A book on loneliness was released this past week, and I highly recommend it to you: The Great Belonging: How Loneliness Leads Us to Each Other by Charlotte Boyd Donlon. If you and I are friends on social media you may have seen my post about it on Facebook or Instagram a couple weeks ago after I received a preview copy. I wondered then, before even reading it, how Donlon could have known while writing it in pre-Covid days that her book on loneliness would be released during the most lonely time in recent history. I'm grateful for the book's arrival.
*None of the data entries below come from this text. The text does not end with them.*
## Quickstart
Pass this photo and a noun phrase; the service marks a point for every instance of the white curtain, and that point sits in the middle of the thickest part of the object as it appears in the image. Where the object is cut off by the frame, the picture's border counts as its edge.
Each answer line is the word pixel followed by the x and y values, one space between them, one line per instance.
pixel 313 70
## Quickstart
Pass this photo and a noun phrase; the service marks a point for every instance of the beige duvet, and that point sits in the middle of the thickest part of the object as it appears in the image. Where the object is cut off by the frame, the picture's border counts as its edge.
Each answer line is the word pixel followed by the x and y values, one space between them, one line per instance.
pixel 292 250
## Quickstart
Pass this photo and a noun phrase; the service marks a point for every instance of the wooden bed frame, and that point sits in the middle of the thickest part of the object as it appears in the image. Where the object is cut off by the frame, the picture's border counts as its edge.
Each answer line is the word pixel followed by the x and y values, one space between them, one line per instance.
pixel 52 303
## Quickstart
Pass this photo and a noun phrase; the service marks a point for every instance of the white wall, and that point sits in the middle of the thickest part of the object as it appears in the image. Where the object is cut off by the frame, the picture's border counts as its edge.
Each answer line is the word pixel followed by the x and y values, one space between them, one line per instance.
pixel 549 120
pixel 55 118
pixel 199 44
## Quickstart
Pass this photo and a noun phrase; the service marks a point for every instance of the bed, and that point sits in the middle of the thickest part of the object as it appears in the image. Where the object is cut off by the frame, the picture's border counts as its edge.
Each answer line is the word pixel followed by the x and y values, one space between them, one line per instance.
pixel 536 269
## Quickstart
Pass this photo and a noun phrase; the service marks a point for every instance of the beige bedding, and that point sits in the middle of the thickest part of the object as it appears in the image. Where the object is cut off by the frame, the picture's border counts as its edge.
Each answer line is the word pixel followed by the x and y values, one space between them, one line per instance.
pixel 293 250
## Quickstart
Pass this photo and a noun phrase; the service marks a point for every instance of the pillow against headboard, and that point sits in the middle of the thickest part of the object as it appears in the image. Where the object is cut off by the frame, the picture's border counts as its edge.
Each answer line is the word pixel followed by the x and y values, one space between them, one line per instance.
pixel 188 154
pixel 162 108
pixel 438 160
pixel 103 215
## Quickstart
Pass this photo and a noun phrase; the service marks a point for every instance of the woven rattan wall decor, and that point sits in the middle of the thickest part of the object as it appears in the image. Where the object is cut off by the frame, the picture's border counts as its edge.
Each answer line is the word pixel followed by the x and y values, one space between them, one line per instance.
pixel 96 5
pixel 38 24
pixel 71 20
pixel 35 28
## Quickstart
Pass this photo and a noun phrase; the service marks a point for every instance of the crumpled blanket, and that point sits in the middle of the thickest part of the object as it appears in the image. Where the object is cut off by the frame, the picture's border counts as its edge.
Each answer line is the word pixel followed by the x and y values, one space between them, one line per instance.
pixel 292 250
Instead of spelling out "Ten Ways to To Beat Loneliness," Donlon, a spiritual director, instead models for us how to be curious about loneliness, and by being curious, to discover what there is to discover because of loneliness. Through curiosity, loneliness shifts from being something to avoid at all costs toward instead becoming a kind of wise companion on the journey of life. Through her meditations and stories, Donlon asks us to consider what loneliness is teaching us and to consider how God's grace supports us in our loneliness.

"Loneliness doesn't always teach me a nice lesson. Sometimes it offers me a chance to slow down and encourages me to reach out to my husband or a friend. Sometimes it asks me to grieve the loss of a relationship or the loss of what I hoped a relationship might one day become. At other times my loneliness is silent, with nothing to give—a child with her jaw clenched tight and her arms crossed, stubborn and refusing to speak. But I want to keep sitting with her whenever she shows up, because I never know when she might open her arms and pull me close. I never know when she might whisper some wisdom into my ear."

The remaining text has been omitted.